Als Siedlungskern des Dorfes Eller gilt die heutige Straße Alt-Eller. Die benachbarte Burg Eller wird erstmals 1309 erwähnt und bis 1469 zur Wasserburg ausgebaut. Aufgrund fortschreitenden Verfalls wird sie 1826 bis auf den Turm abgetragen und als Schloss Eller neu erbaut. Mit Prinzessin Luise von Preußen hält der Hochadel in Eller Einzug. Die Tochter von Alexius Herzog von Anhalt-Bernburg litt allerdings unter einem schweren Nervenleiden. Unter der Anleitung ihres Lehrers Friedrich Heunert stellte sie ihr künstlerisches Talent unter Beweis und malte das Schloss samt Umgebung. Sieben Werke, die in Zusammenarbeit mit Heunert entstanden sein sollen, gelangten später mit einem Album ihrer Aquarelle ins Stadtmuseum. Ihr Ehemann, Friedrich Wilhelm Ludwig Prinz von Preußen, lebte weiterhin in Berlin. Den gemeinsamen Geburtstag am 30. Oktober feierte das Paar jedoch regelmäßig in Eller - und die knapp 1000 Einwohner drückten ihre Verehrung für das beliebte Prinzenpaar stets durch festlich geschmückte Straßen, Illumination und Musik aus.
In dieser Zeit beginnt auch die Industrialisierung, die das Gesicht des Ortes nachhaltig verändern wird. Seit 1872 verlaufen zwei Bahntrassen durch den Ort, der einen eigenen Bahnhof erhält. In rund 40 Jahren wächst die Einwohnerzahl um 9.000 auf 10.000 im Eingemeindungs-Jahr 1909.
Nach dem Zweiten Weltkrieg ist erst einmal Wiederaufbau angesagt. Eller war mehrfach von Fliegerbomben getroffen worden und stand unter Artilleriebeschuss. Neue Wohngebiete werden in den 1950er bis 1970er Jahren insbesondere in Eller-Süd und an der Deutzer Straße erschlossen, was einen erheblichen Anstieg der Bevölkerungszahl bewirkt.

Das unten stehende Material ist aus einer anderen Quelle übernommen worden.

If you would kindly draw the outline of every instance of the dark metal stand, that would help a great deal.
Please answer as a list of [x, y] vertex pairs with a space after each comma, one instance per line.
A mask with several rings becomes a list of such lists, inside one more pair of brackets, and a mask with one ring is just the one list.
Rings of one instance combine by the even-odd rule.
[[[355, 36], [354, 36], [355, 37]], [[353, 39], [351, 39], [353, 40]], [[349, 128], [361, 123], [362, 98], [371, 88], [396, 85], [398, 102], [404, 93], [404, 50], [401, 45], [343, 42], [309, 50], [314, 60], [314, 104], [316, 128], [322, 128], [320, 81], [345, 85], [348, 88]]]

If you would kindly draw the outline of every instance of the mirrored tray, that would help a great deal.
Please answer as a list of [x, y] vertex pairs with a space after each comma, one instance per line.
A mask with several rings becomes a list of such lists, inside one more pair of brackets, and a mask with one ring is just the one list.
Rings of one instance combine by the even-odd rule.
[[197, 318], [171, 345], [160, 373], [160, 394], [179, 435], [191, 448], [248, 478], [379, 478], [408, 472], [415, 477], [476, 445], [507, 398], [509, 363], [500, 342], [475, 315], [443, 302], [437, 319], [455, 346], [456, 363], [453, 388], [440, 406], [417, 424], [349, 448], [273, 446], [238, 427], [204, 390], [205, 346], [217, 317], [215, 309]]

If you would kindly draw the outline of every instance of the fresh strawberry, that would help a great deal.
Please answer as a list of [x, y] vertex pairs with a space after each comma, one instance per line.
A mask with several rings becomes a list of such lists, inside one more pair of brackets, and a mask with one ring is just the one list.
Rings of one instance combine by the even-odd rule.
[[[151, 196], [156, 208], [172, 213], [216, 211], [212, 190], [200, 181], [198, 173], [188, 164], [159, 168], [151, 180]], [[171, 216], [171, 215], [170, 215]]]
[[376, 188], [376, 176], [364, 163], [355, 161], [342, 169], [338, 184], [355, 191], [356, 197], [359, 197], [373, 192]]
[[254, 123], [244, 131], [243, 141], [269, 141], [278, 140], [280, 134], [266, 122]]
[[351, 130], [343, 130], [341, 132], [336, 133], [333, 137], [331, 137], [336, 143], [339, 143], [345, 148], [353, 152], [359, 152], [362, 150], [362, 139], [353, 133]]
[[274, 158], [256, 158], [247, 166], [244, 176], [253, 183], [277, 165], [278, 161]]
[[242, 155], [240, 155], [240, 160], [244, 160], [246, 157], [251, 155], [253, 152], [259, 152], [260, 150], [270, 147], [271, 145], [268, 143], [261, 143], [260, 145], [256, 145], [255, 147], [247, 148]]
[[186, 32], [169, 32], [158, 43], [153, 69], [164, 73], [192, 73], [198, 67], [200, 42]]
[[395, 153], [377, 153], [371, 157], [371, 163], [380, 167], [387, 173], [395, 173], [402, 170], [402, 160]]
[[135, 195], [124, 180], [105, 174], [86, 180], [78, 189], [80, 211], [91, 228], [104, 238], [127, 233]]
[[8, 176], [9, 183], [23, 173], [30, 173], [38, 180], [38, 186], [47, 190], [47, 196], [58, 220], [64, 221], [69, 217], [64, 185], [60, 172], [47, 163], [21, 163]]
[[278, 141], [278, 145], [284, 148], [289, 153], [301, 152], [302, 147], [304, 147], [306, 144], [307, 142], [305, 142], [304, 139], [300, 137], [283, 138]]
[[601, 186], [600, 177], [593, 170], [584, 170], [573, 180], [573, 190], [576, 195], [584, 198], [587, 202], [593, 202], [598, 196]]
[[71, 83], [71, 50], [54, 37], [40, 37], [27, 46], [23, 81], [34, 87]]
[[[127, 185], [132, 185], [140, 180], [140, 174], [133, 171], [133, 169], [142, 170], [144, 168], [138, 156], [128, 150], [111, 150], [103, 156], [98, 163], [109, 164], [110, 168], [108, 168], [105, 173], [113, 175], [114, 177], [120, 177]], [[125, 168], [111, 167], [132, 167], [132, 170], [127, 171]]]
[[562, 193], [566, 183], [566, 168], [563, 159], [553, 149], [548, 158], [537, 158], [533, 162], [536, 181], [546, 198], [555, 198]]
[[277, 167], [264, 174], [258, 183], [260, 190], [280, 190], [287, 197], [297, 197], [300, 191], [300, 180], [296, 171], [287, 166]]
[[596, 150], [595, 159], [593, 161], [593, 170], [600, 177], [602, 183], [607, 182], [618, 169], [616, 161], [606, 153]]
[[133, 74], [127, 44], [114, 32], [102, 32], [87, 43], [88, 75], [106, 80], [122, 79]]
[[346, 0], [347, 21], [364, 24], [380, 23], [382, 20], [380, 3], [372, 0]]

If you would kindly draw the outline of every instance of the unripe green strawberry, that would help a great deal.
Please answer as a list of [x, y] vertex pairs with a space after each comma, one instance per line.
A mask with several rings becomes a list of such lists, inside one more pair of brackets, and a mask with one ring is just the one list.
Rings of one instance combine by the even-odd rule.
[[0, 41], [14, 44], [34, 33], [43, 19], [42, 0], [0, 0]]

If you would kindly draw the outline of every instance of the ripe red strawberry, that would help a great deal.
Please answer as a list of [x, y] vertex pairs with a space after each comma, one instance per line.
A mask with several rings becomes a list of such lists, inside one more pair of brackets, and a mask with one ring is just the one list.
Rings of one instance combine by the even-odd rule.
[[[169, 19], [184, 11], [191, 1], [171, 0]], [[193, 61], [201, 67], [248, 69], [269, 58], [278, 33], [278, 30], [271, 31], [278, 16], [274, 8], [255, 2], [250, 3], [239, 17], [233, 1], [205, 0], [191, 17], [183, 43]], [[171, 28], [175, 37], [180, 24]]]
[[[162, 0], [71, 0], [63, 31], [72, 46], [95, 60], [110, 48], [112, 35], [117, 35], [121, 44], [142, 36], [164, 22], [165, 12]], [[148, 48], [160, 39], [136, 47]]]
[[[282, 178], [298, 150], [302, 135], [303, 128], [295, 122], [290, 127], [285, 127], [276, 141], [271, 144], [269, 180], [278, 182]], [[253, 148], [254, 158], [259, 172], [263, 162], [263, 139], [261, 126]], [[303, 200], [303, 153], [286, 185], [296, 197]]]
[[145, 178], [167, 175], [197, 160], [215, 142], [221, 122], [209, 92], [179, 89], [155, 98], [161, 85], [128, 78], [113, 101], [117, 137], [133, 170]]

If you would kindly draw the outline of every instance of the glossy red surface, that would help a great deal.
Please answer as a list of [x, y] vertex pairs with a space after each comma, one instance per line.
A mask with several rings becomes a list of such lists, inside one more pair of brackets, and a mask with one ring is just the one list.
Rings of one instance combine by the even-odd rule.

Mittlerweile gibt es drei S-Bahnhöfe und zwei Linien verbinden Eller mit dem Rest der Welt - auch über die Autobahn A46 ist Eller gut angebunden.
Neuigkeiten gibt es auch von Schloss Eller. Nachdem verschiedenste Alternativen diskutiert und wieder verworfen wurden, konnte im Januar ein Erbpacht-Vertrag mit der Stadttochter IDR (Industrieterrains Reisholz GmbH) abgeschlossen werden, der über 50 Jahre läuft. Die IDR wird das Gebäude sanieren. Der Prinzensaal bleibt für Veranstaltungen der Stadt reserviert. Die anderen Räume des Hauptgebäudes soll man für Hochzeiten, Tauffeiern oder Partys mieten können. "In den Wirtschaftsgebäuden sind Appartements für Geschäftsleute geplant, die nur kurzzeitig in Düsseldorf leben und arbeiten, aber dennoch standesgemäß wohnen wollen. Im Forsthaus des Schlosses soll ein Heimatmuseum für den Stadtteil Eller entstehen. Angedacht ist ein Café im Bootshaus", ist bei Wikipedia zu lesen.
Von Philipp Öller
Eller-Tipps von Duesseldorf-Magazin.info
- Im ehemaligen Bahnhofsgebäude an der Vennhauser Allee 89 finden mittlerweile unter dem Titel "Kultur Bahnhof Eller" regelmäßig Ausstellungen statt.
- Auch wenn man in Eller nicht unbedingt damit rechnen würde: Direkt am S-Bahnhof Mitte befindet sich auf rund 10.000 Quadratmetern Fläche der Reitpark Eller. Im angegliederten Restaurant kann man mit Blick auf die Halle den Reitern zuschauen.